De acordo com ele, a nota técnica já está disponível para os gestores em saúde, incluindo o Ministério da Saúde, e não considera ações que estão sendo adotadas por governos em todas as instâncias, como abertura de hospitais de campanha e a possibilidade de transportar pacientes de uma microrregião a outra. “Essa análise mostra ao governo até onde a gente chegaria se nada fosse feito”.  

Leitos gerais e ventiladores mecânicos têm mais disponibilidade que UTIs

Em todo o país, os leitos gerais, fora da UTI, aguentariam a demanda se 0,01% a 0,1% da população fosse infectada, independentemente do tempo, estima a pesquisa. Mas, com uma taxa de infecção maior do que 1%, os problemas começariam a aparecer. 
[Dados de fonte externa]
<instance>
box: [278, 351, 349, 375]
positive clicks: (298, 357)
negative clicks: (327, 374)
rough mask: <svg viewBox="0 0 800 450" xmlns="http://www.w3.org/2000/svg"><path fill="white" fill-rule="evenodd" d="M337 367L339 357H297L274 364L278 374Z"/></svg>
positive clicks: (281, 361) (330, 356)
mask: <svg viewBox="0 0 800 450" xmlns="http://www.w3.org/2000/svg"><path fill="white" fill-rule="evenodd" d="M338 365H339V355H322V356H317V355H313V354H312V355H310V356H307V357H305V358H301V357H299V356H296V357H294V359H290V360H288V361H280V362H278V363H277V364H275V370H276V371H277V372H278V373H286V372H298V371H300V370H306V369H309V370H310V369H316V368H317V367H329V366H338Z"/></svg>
Especialmente nas regiões Nordeste e Norte do país, se essa contaminação ocorresse em um mês, parte dos leitos gerais atingiriam a capacidade máxima ao final do período. Ao mesmo tempo em que as microrregiões no Sudeste e no Sul contam com mais recursos, a velocidade das contaminações nessas áreas têm sido maior. 
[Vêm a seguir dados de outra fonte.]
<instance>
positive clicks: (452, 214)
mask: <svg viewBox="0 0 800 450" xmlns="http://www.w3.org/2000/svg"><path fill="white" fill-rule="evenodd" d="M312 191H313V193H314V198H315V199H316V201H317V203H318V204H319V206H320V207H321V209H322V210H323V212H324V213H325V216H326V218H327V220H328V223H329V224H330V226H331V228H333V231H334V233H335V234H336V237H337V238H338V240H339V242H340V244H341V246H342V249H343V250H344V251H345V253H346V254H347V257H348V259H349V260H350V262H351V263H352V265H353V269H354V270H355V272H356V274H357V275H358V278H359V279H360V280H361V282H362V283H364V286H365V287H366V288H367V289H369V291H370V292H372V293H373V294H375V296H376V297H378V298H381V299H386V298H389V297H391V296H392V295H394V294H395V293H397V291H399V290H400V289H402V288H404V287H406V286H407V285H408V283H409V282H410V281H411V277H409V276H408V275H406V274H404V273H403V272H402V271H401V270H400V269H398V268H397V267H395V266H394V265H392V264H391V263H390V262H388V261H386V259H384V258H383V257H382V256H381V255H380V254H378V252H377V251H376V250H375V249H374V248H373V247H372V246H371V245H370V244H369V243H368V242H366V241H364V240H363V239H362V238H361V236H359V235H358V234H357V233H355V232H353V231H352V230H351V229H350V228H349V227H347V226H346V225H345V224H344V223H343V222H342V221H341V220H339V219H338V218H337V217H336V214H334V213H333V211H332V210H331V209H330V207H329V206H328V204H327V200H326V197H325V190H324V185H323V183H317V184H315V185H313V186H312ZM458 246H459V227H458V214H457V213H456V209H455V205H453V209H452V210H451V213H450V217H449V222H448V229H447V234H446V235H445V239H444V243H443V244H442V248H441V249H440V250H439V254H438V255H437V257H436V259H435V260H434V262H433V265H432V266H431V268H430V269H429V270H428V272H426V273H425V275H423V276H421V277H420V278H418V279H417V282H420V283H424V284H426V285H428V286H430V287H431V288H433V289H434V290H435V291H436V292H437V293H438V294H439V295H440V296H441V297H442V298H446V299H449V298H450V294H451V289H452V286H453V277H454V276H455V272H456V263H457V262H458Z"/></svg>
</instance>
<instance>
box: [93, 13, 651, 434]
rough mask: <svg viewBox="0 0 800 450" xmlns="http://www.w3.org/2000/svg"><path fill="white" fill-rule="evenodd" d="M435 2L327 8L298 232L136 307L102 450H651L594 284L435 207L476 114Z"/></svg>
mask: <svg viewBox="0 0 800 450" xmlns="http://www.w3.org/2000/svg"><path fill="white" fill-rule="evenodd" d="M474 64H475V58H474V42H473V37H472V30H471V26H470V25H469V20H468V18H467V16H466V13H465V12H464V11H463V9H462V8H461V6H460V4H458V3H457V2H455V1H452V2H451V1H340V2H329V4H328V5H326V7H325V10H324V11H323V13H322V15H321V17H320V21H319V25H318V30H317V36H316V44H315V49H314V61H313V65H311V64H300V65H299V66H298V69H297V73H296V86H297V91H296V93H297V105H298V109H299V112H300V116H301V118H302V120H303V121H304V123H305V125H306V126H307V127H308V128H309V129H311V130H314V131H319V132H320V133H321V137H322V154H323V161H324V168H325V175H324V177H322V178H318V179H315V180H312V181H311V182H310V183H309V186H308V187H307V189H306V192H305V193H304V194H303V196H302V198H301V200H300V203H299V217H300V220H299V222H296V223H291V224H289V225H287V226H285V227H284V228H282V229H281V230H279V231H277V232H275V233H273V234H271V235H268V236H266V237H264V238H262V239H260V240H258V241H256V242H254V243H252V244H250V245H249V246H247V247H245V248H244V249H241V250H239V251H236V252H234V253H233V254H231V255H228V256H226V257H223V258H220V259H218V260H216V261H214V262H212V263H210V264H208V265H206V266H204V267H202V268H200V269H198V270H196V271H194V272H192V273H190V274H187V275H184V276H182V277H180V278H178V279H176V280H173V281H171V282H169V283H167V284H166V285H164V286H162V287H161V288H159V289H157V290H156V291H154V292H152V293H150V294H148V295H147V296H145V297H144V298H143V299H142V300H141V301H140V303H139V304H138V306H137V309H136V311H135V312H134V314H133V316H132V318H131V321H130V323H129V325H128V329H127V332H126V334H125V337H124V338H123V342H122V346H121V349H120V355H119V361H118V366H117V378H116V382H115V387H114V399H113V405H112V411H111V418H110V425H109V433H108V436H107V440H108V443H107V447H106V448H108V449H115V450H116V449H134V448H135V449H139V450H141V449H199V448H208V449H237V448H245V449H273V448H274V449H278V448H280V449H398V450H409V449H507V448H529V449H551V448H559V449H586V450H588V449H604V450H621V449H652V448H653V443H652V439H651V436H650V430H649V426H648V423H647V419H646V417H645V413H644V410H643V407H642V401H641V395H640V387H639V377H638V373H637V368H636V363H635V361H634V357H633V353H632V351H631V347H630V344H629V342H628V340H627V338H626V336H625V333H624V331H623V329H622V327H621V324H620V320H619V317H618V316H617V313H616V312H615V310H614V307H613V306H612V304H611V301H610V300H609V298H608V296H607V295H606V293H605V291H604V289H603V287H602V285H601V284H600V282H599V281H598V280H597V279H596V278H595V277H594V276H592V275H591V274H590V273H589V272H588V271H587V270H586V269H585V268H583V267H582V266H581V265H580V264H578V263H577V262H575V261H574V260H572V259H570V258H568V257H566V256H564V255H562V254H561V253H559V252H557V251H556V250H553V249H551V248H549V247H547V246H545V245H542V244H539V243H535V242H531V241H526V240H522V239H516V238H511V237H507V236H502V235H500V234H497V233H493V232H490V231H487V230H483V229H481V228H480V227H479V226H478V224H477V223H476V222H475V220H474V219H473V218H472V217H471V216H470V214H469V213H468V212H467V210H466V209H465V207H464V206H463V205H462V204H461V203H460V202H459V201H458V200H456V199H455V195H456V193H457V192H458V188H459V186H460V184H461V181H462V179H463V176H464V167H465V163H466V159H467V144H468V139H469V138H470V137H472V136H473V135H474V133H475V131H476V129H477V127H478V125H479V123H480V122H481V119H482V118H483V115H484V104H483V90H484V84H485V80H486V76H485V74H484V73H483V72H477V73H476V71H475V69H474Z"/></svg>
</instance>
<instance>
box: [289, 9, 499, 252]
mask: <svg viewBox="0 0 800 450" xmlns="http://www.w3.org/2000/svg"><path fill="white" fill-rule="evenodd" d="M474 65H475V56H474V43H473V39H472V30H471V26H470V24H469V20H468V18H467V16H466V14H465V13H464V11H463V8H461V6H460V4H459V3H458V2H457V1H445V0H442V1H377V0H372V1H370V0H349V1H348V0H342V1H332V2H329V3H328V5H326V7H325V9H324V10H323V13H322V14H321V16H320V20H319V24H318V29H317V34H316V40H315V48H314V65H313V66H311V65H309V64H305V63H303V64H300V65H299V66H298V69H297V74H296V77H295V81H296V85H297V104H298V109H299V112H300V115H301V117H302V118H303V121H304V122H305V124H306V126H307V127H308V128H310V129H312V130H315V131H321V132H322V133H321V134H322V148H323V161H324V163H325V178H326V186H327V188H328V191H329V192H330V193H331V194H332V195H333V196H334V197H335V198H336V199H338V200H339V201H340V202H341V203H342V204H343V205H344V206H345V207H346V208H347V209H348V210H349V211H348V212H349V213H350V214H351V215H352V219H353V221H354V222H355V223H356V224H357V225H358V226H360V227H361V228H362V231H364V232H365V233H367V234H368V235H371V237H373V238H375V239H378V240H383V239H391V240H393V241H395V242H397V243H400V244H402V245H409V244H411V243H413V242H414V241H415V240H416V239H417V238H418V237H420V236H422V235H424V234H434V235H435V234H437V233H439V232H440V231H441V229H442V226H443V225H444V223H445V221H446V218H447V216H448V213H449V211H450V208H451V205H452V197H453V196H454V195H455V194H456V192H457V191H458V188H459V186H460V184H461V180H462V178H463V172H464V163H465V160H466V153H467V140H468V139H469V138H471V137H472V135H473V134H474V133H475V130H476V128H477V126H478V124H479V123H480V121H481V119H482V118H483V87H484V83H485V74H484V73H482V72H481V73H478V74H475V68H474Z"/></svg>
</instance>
Embora em menor grau do que no caso das UTIs, a oferta de ventiladores mecânicos também ficaria comprometida em alguns cenários. Cerca de uma, em cada quatro das microrregiões brasileiras não conseguiriam atender a todos que precisam, se 1% da população for contaminada ao longo de seis meses.   

“Os leitos de UTI são nosso maior gargalo no Brasil, hoje. Mesmo em cenários com infecções absorvidas ao longo de três meses, alguns locais teriam problemas”, aponta Guedes. 

Ele exemplifica a situação da macrorregião Centro, de Minas Gerais, em que Belo Horizonte se situa. “Se 0,1% da população fosse contaminada em um mês, 96% dos leitos de UTI já estariam sendo utilizados. Se for em seis, 92% estarão. No cenário de 1% de infecções em um mês, ela passa da capacidade. No caso dos ventiladores, a situação seria mais confortável na macro Centro de Minas Gerais, atingindo 78% de uso mesmo no cenário de um mês”, finaliza.